My question is, if you had a supply of chargers identical to this one, how many would you need to form a ring, where each charger was charging the next one in the chain?

Within a rectangle of area 882, a square of area 196 is drawn, aligned with the corner of the rectangle, and tangent to the diagonal of the rectangle as shown.

A second square is drawn, aligned to the diagonal, and tangent to the outside of the rectangle as shown. What is the area of this sloping square?

Θ is an acute angle

 a(sin(θ)) + b(cos(θ)) = c

 If you know a, b and c, how can you calculate θ ?

A right-angled triangle has a height of 4, and one its sides is 3 more than another as shown. What is the length of the base?

Cut out a heptagonal ‘bite’ from a circle. The bite is four sides of a regular heptagon. The remaining arc length should be constant, and you wish to maximise the area. Below are two figures towards the extremes: a small circle with a small heptagon bite, or a far larger circle, but where the heptagon takes most of that area. In between these two figures there will be a point where the area is at a maximum, but how to construct it?
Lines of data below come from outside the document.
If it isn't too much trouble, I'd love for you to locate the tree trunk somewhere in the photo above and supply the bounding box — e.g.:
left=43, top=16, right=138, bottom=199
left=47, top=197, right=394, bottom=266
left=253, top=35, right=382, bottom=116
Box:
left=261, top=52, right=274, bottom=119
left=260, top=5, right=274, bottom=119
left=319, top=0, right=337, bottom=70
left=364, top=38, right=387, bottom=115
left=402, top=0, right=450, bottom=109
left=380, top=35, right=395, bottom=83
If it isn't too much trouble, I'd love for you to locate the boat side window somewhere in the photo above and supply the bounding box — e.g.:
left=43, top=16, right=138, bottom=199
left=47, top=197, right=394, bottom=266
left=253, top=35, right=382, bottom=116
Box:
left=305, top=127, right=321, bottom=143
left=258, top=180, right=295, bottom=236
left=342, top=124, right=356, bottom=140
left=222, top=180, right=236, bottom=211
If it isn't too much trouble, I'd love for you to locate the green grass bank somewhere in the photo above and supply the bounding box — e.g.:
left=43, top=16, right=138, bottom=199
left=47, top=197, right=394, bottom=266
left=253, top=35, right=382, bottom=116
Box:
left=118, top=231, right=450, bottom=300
I had previously solved a far simpler version of this, where the bite was formed by two edges of a square. The optimum in that situation was for the inner vertex of the square to lie on the centre of the circle. In other words the resulting figure would be a three-quarter-circle. It turned out on further examination that the fact that the two lines of the square met at right angles was not important, but the fact that the lines were equal WAS. So if the bite was formed of two identical lines meeting at ANY angle, the maximum area for that angle is achieved when the vertex lies on the centre of the circle:

 How can you use this information to construct the maximum area in the case of the heptagon?

I have 7 copies each of 14 cards labelled A-N. Each day I try to play a card. I cannot play the same letter as the previous day. In addition if I played a letter for the nth time, the next day I cannot play another letter for the nth time. If I cannot play a card I must take a day off, but the following day I can play whatever card I want.

How many days will it take me to play all of the cards?

Within this right-angled triangle a rectangle is drawn. Four identical blue circles and two identical red circles are drawn, tangent to each other, the rectangle and the triangle as shown. If the radius of the red circles is 9, what is the radius of the blue circles?